Lateral movement of the C79-44 girder was due to the expansion and/or later the sagging of the floor beams that framed into it from the east. The axial expansion in the girder itself moves it's ends closer to the C79/44 faces and is important because the west sideplate on C79 overhangs the edge, and the girder expands to the inside of it and so cannot possibly fail to the west at the temperatures illustrated in the 3 NIST case outputs that you were shown earlier. Every ARUP simulation shows this trapping of the girder at lower temperatures than NIST claim to have observed it fail to the west at.
Even NIST's own figure shows it is trapped.
View attachment 67198957
So the girder has to contract to the inside of the sideplate to be able to fail east or west. That requires it to be in a cooling phase and it will cool slower than the beams will making it impossible for the girder to fail as per NIST's stated hypothesis. *(ETA - Should say that Case 3 ARUP shows a failure in the heating phase due to sagging at temperature hundreds of degrees in excess of NIST's estimates.)

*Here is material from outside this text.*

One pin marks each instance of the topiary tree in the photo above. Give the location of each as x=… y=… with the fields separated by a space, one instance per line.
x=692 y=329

Shyam Sunder, WTC Lead Investigator, NIST,
"And the main reason
the girder can be pushed off to the west is there is no opposing beam on this side trying to push it back to the east, because of the arrangement of the floor framing system. And, as you see in the sketch on your slides, you will see that once the bolts break, then you have essentially the girder moves off the seat and eventually falls."